On Sunday, Eric and I took a day trip to Santa Barbara. We visited the Santa Barbara Museum of Art and, while it is partially closed, we thoroughly enjoyed the pieces that are currently being exhibited. 

My favorite was a painting of a gold rush miner sitting in a small cabin, his dog nuzzling him. The young man reads a letter, and the dog stares lovingly at him. No surprise that it was my favorite. I read the placard on the wall. The artist Ernest Narjot, until yesterday unknown to me, had been a young man who was part of the California gold rush. In fact, apparently, the gold rush is what inspired him to leave his native France and go west. 

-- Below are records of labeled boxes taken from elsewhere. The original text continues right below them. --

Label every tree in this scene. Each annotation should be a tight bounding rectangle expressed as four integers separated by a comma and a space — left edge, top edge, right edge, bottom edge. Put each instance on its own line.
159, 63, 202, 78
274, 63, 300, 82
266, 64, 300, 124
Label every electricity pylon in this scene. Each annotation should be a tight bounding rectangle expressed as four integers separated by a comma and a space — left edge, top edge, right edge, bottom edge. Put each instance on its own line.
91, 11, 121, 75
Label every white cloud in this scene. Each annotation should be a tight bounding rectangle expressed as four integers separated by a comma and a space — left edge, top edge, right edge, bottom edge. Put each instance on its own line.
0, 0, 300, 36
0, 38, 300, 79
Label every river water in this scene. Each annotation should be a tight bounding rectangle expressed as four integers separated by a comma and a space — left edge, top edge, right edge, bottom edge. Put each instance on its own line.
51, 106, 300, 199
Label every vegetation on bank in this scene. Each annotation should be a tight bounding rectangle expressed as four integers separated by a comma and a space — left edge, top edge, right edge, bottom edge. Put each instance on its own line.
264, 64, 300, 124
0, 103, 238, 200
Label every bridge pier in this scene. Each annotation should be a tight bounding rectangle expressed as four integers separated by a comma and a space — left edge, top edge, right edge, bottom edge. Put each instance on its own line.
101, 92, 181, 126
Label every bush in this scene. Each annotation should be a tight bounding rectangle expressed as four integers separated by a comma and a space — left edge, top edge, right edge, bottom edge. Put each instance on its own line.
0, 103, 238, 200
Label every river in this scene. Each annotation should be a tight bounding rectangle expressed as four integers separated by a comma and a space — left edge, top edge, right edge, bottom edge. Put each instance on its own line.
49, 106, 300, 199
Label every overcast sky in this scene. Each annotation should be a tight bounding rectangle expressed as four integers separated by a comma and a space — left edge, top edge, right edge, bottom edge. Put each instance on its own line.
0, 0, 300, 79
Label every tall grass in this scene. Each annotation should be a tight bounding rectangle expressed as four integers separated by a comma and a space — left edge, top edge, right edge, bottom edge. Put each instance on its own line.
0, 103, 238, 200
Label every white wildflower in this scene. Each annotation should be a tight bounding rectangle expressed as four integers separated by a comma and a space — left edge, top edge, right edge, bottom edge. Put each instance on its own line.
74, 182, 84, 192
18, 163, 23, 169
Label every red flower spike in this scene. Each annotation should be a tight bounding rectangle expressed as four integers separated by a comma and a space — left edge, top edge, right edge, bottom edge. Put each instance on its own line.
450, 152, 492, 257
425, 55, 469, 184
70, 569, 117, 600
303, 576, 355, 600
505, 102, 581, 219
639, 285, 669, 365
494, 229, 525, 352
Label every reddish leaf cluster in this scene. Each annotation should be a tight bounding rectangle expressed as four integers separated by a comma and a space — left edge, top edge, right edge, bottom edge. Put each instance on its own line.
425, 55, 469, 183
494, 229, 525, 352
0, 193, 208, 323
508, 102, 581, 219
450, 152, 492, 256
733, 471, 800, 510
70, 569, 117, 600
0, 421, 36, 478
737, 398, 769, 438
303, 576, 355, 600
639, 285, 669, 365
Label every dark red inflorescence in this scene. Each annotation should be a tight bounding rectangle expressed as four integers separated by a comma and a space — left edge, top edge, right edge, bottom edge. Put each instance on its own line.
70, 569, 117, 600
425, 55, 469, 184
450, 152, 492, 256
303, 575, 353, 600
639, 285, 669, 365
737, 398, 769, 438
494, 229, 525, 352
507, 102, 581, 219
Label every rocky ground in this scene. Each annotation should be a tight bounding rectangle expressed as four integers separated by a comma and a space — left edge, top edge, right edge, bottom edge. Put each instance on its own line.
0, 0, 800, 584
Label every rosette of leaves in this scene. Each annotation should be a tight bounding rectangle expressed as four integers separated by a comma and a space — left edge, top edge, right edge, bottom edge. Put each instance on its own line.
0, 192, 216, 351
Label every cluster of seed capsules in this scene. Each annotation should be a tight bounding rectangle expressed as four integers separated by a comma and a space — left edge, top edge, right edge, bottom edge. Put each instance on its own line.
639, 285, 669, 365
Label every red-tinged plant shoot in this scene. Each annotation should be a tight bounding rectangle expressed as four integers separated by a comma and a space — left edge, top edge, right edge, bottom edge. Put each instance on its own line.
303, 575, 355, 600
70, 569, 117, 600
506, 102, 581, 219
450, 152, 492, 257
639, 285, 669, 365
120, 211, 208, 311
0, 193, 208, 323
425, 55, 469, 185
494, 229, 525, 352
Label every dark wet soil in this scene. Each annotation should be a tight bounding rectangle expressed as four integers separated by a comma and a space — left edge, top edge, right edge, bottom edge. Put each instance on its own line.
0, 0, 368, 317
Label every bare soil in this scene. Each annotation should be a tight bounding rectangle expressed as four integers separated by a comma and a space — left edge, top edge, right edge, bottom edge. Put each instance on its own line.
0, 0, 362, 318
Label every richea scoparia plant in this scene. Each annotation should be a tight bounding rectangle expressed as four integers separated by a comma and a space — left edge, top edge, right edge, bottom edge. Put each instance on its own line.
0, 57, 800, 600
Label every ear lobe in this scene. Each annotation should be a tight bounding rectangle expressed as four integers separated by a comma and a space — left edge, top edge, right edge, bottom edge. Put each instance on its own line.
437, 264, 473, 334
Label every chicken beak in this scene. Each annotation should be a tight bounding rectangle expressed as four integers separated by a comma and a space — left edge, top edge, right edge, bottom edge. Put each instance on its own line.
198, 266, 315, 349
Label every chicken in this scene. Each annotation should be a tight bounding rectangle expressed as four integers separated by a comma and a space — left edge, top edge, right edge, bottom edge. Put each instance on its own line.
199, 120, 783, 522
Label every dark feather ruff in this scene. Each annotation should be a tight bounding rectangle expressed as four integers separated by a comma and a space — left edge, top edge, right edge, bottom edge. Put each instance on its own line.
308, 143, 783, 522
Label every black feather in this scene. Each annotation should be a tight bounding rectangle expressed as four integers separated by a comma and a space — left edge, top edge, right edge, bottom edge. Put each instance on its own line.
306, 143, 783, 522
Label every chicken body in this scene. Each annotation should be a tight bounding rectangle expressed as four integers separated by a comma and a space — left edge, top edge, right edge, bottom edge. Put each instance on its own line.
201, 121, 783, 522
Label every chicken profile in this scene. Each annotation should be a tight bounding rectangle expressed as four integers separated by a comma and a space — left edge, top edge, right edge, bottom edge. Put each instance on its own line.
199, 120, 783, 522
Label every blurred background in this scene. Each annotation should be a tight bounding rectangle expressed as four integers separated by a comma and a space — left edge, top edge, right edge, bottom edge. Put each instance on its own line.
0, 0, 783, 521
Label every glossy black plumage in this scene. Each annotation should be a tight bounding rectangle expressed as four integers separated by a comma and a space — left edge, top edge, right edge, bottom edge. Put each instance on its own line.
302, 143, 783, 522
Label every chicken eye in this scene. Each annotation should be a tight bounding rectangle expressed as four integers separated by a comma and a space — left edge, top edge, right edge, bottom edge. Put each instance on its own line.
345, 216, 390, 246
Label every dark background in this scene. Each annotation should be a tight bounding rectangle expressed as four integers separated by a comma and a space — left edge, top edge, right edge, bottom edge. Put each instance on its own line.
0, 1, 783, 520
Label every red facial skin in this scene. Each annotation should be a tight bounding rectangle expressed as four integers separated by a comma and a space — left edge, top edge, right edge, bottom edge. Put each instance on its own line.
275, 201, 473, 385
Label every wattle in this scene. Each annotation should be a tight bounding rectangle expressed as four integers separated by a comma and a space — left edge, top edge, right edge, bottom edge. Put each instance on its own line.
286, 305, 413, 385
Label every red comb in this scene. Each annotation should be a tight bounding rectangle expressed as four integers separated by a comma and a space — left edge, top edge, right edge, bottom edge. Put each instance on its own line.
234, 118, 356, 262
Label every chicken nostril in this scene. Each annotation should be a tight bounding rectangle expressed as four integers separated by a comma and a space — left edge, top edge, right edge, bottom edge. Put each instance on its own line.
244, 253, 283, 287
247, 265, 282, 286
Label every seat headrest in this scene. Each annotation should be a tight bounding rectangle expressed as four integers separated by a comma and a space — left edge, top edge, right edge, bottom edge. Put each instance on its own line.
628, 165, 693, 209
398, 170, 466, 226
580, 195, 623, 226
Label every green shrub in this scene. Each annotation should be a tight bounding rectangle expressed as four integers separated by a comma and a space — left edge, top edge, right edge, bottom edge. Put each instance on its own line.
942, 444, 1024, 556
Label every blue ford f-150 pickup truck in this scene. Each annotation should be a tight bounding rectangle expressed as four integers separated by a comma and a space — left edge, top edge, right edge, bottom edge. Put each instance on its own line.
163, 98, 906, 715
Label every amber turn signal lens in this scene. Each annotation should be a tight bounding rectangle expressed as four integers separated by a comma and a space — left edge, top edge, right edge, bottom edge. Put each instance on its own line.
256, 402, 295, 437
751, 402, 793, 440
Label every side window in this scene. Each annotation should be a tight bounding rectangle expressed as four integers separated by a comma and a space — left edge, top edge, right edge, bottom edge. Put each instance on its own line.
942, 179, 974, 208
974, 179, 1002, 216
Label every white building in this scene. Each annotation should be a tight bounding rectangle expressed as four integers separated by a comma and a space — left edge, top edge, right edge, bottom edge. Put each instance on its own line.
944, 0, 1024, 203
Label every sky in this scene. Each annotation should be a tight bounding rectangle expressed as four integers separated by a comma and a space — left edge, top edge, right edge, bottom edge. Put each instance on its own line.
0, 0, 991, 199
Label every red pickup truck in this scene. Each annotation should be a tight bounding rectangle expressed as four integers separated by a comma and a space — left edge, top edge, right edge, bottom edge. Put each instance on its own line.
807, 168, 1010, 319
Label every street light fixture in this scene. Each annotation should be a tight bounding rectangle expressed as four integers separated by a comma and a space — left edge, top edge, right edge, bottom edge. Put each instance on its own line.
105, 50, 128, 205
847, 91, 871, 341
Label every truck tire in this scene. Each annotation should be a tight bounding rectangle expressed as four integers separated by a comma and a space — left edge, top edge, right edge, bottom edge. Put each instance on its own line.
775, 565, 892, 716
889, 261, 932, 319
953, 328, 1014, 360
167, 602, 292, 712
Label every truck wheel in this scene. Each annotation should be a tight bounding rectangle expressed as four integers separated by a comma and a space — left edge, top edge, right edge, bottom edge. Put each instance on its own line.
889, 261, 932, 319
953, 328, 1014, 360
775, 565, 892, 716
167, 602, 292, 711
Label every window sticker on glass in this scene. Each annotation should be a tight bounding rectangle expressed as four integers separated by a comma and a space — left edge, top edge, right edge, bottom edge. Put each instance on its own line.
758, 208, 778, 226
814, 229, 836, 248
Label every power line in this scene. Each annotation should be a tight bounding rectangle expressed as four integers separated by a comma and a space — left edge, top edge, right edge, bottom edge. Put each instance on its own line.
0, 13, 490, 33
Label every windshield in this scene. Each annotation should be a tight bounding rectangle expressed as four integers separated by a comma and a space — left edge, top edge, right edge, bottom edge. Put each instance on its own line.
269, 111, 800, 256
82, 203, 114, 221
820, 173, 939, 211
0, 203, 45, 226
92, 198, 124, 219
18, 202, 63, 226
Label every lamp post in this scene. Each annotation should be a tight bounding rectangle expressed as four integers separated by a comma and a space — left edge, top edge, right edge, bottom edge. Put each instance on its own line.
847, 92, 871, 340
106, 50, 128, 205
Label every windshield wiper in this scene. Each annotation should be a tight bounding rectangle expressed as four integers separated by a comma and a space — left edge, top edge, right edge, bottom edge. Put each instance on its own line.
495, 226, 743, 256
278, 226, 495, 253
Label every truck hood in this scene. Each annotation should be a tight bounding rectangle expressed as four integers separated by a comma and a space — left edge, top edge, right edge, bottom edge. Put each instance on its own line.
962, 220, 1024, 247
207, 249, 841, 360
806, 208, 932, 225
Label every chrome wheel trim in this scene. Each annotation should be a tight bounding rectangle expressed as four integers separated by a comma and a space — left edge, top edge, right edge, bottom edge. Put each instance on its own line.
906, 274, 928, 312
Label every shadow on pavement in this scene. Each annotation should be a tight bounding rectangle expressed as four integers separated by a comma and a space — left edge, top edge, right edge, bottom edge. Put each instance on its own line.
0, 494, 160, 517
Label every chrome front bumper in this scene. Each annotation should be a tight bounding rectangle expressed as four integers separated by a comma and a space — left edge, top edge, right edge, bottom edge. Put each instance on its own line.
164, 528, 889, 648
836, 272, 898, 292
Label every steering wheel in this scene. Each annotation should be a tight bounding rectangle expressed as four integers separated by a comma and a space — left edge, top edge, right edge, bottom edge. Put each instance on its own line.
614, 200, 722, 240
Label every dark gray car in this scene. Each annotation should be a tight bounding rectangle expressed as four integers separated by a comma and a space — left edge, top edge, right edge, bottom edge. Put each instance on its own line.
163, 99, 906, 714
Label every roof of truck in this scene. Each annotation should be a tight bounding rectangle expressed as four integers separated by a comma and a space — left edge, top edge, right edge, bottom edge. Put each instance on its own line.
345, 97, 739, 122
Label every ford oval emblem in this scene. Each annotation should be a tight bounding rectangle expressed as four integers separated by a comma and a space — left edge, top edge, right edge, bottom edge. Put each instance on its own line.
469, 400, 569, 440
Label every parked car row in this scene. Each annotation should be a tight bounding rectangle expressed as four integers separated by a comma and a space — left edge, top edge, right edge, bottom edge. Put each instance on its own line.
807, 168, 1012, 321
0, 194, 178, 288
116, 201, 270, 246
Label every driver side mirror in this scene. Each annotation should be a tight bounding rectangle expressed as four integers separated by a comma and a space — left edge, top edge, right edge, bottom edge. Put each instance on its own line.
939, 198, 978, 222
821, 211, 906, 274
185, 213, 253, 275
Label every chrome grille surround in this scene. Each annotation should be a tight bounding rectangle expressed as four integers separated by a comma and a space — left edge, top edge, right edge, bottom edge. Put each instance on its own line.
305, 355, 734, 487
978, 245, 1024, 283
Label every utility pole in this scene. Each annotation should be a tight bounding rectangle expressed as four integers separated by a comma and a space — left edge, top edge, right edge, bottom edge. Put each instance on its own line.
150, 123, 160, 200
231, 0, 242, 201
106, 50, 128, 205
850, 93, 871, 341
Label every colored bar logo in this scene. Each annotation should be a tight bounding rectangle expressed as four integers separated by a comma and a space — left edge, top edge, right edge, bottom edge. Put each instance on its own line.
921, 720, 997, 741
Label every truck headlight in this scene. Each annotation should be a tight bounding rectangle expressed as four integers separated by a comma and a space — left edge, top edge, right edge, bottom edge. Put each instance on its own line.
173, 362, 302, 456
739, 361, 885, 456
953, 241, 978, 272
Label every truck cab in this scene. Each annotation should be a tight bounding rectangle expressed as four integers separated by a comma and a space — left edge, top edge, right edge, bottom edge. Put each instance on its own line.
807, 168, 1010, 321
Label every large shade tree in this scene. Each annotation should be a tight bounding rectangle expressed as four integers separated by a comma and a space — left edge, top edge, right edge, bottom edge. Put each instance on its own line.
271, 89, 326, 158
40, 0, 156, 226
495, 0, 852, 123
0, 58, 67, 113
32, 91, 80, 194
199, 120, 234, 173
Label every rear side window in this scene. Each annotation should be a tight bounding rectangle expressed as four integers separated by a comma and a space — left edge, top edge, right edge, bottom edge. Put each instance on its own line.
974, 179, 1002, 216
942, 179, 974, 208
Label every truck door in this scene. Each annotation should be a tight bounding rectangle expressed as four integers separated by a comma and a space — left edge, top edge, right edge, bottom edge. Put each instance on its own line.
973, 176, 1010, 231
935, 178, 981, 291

When I got home, I googled this painting in hopes of finding a crisper image. I couldn’t find one. What’s up, internet? What I did find were a few more biographical details about Ernest Narjot. How he wasn’t exactly the most successful gold rusher. And how now, many decades later, he is most known for his gold rush paintings. AND, most of his gold rush paintings were done in his later years, with a nostalgic element prominent in those works. It’s certainly here in this lovely portrait. He painted The Forty-Niner in 1881, when he was 55, a middle aged man looking back on another time. 

Time flies, I know. Seems just yesterday, I was a young man leaving my own home and traveling far away in my own hopes of striking another kind of gold. Because today is September 11, I searched my old photos to find an old picture of me with the World Trade Center in it. I found a picture from 1991, from my first visit to New York, on a trip where I fell in love with the city the second I crossed the Holland Tunnel. 

I was on a mission trip with my Bible college. I wanted more than anything to live in New York but I didn’t know if I would ever be brave enough to make such a big move. Clearly, it was a grim day, all clouds and some rain, but still to me, paradise. Less than a year after this trip, I was living in New York. There is a part of me that will always feel that the day I moved to New York is the day my life started. 

So, today, on September 11, I reflect on the great tragedy of that day, the lives lost,  the people affected in New York and Washington and Boston and everywhere else.  We say we will never forget and I hope we never will. 

But also, on a lighter note, I reflect on young Ernest Narjot who in 1849, left his own version of Kansas and moved to his own version of New York and then, eventually, created beautiful paintings that touched the hearts of wayfarers (and dog lovers) for years to come.